Endobronchial involvement is a common feature of sarcoidosis. The mucosa may appear normal or there may be inflammatory changes with erythematous lesions, miliary nodules, and, rarely, mass-like lesions leading to obstruction. In patients with bronchial lesions, the bronchial biopsy may be positive in three-quarters of patients. On the other hand, granulomas may be identified in one-third of patients with a normal mucosa. Current data on endobronchial sarcoidosis is primarily associated with the treatment and prognosis of obstructive mass-like granulomas. Data relevant to clinical features of superficial endobronchial involvement and its implications on prognosis and extrapulmonary organ involvement is lacking.
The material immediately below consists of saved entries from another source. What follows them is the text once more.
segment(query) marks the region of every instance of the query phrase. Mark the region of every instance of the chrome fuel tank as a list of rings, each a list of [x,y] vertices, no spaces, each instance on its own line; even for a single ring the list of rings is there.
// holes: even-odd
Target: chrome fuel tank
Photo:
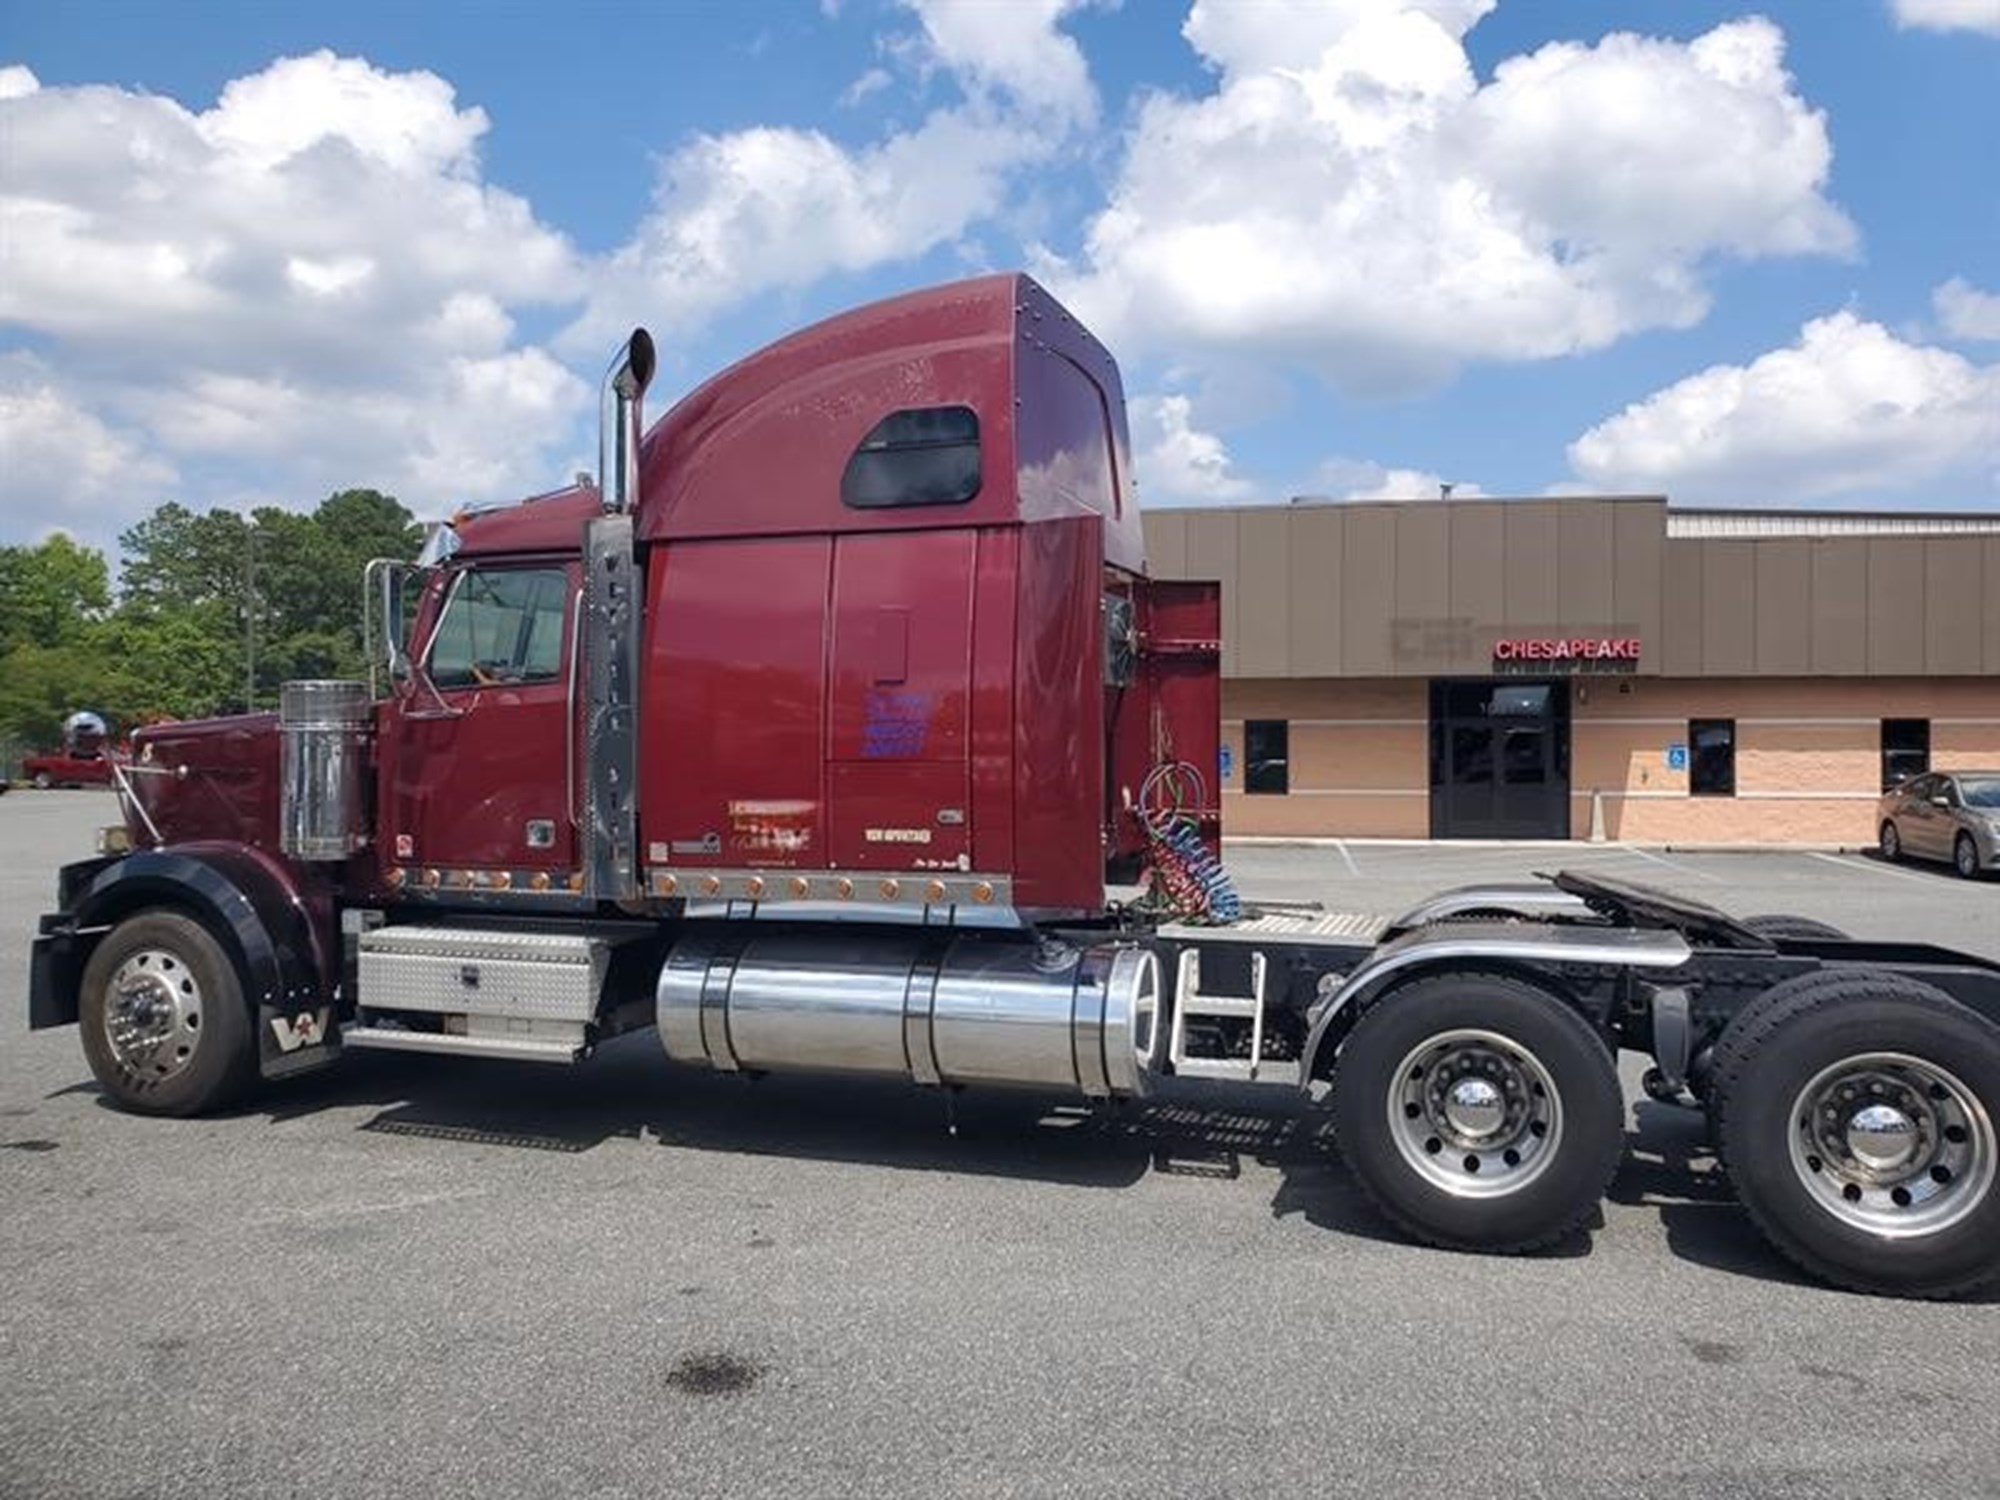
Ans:
[[[853,932],[677,944],[660,1039],[728,1071],[832,1070],[919,1083],[1143,1091],[1159,1050],[1151,952],[1019,939]]]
The results of our two previous studies reveal that clinical findings of endobronchial disease may be different. These studies also suggest that there is a great difference between patients with no endobronchial involvement, limited and diffuse endobronchial disease in regard to clinical features, and prognosis. The incidence of extrapulmonary organ involvement is also significantly different between the three groups. In this short review, the clinical findings of endobronchial sarcoidosis have been defined, the effects of superficial endobronchial involvement on prognosis, and extrapulmonary organ involvement.
Sarcoidosis, endobronchial, limited, diffuse, pulmonary, prognosis
Cuneyt Tetikkurt, MD, declares no conflicts of interest in relation to this article. No funding was received for the publication of this article.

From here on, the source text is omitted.